Young Black men are the target of a new project aimed at pulling them out of the doldrums.
‘Flex to Launch’ is hinged on data from Statistics Canada that shows widespread stagnation among young Black men across the country, 20% of whom are identified as being in the so-called NEET category: ‘Not in Education, Employment or Training.”
In addition, the report also indicates a steady decline in the proportion of young Black men obtaining any kind of post-secondary diploma since 2006 compared to their peers in the wider community and to young Black women.
Dr. Robert Whitley, a research scientist at the Douglas Research Centre and assistant professor of Psychiatry at McGill University, draws a straight line between the NEET category and the phenomenon known as “failure to launch syndrome,” which describes those young men who are experiencing difficulties completing an education, entering the workforce and moving out of their parent’s home.
He says it is “a serious issue that can contribute to exclusion, marginalization, poverty, isolation and adverse mental health.”
So Whitley and a team of researchers that includes Dr. Stanley Chase, a professor at The G. Raymond Chang School of Continuing Education at Toronto Metropolitan University, and Valerie Gordon-Williams, a community worker and educator in Alternative development Solution, a project management consulting service, collaborated to build “Flex to Launch” as a tool to help young Black men between the ages of 18 and 28 develop what they describe as “soft skills” that will bolster confidence and experience in both social and professional settings.
These skills, according to Whitley “can help them succeed in employment, education and mental health.”
Chase, a former Montrealer with extensive experience in education and developmental projects brings a lot of intellectual heft ‘Flex to Launch.’
He says the project will provide Black youth “a bridge to something bigger” by equipping them with “essential life-skills and guidance.”
“It will also provide them with opportunities to change ingrained negativities.”
The project, which is officially titled, ‘Addressing Failure to Launch in Young Black Men through Participatory Action Research,’ will be delivered in a 16-week on-line course, which will cover topics such as study habits, communication skills, networking, job interviews and psychological resiliency, all taught by experienced teachers.
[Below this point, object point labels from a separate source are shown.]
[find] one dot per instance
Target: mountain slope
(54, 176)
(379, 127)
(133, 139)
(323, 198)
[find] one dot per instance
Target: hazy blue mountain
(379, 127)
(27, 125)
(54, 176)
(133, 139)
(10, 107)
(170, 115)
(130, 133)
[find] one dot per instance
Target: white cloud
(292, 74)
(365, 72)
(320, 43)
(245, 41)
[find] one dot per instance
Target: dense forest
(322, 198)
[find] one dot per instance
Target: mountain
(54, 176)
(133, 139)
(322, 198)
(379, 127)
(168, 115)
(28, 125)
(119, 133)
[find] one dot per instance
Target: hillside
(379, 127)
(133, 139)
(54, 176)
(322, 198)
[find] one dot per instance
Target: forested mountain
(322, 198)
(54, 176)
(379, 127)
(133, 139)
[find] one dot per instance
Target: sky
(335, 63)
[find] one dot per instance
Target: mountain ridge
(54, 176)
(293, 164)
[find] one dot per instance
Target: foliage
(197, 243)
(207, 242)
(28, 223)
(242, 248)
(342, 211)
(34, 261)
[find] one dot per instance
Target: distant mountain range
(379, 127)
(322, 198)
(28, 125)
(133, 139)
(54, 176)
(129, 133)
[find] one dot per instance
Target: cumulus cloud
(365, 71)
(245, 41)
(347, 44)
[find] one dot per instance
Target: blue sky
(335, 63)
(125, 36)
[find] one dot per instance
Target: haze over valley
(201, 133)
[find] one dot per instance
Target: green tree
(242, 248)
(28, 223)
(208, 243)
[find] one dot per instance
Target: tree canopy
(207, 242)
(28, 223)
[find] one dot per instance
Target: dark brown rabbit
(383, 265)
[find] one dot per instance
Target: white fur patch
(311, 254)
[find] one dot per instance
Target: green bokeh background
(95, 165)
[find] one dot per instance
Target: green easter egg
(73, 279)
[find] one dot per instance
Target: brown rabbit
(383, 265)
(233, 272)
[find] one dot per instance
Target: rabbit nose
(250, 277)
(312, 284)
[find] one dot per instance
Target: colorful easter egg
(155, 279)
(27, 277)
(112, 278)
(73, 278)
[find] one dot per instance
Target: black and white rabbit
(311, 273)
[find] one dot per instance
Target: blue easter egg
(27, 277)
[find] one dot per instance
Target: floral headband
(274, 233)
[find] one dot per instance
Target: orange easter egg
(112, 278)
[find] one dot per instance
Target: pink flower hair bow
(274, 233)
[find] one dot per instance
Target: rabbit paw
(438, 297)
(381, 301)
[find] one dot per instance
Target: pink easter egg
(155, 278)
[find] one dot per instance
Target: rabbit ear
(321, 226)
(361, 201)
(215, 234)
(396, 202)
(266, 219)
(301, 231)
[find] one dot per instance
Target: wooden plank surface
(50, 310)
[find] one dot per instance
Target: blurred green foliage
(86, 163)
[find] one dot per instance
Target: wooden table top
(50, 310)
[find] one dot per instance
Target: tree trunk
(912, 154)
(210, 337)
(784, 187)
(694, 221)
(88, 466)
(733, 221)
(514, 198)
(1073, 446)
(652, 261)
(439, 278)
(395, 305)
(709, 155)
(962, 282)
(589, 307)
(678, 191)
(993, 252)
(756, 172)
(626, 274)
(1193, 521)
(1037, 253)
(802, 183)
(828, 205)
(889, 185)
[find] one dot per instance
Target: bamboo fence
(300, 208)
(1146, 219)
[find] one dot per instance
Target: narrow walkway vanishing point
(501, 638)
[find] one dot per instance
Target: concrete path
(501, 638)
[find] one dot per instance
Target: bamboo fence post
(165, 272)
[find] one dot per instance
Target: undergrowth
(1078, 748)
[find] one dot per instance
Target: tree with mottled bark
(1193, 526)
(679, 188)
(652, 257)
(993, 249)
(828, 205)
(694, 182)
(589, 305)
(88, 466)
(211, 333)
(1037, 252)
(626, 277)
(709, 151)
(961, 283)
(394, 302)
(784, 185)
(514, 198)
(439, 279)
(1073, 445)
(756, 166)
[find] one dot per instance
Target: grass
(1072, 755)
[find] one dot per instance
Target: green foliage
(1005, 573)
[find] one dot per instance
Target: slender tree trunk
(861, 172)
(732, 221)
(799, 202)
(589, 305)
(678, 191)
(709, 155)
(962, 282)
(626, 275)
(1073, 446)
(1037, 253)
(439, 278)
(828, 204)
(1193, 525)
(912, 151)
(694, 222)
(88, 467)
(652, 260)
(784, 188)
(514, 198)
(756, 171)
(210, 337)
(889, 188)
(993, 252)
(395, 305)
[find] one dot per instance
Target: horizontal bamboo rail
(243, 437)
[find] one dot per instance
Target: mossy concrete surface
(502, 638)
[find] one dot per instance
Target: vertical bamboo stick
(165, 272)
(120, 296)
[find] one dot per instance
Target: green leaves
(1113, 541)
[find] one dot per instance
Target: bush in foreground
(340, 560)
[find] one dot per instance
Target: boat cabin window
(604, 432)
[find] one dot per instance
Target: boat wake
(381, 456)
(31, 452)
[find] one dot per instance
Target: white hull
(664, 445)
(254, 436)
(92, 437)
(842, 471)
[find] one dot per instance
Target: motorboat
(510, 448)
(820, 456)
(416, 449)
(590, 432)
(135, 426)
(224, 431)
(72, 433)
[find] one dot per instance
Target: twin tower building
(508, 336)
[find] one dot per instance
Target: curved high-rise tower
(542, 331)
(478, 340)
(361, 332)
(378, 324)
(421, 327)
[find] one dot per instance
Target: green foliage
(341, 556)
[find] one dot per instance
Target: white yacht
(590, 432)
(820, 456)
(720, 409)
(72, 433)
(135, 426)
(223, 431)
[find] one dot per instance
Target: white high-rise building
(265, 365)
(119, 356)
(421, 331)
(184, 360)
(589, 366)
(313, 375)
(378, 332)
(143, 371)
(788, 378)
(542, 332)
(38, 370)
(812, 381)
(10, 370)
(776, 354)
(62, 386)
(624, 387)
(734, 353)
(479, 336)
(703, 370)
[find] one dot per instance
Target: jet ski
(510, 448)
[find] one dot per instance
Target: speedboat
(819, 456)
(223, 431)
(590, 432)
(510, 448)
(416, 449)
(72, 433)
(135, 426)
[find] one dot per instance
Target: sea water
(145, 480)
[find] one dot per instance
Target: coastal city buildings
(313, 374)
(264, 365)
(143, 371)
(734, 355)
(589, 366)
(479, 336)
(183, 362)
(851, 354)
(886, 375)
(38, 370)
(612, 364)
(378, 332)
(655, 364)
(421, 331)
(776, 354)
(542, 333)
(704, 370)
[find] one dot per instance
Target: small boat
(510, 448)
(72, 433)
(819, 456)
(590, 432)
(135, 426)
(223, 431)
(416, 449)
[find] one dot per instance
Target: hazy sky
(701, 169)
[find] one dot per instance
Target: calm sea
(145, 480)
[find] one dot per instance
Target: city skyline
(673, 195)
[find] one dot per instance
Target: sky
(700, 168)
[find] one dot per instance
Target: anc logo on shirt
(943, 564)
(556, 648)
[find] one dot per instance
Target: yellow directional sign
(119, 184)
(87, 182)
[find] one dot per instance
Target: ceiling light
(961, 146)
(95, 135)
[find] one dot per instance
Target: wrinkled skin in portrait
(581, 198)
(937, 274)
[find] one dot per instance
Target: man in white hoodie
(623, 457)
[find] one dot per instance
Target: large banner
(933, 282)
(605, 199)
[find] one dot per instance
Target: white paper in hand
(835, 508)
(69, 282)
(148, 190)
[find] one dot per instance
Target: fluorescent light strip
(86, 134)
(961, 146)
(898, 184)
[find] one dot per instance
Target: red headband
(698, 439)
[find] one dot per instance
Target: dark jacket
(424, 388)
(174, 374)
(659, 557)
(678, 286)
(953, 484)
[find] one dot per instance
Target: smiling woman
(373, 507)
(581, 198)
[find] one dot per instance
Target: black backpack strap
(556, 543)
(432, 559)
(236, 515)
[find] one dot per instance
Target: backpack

Dr. Whitley talked reiterated that the aim is to teach participants “how to fish” and “give them wings to fly” while at the same time, build a peer support system around them that will include a three-year follow-up period.
Gordon-Williams, who has lent her skills to various organizations including the BCRC and the QBBE says that the curriculum will be developed in collaboration with the Black community. The next step, she says, is to set up focus groups with young Black men, parents, Black educators and community workers to help shape and give perspective to the project.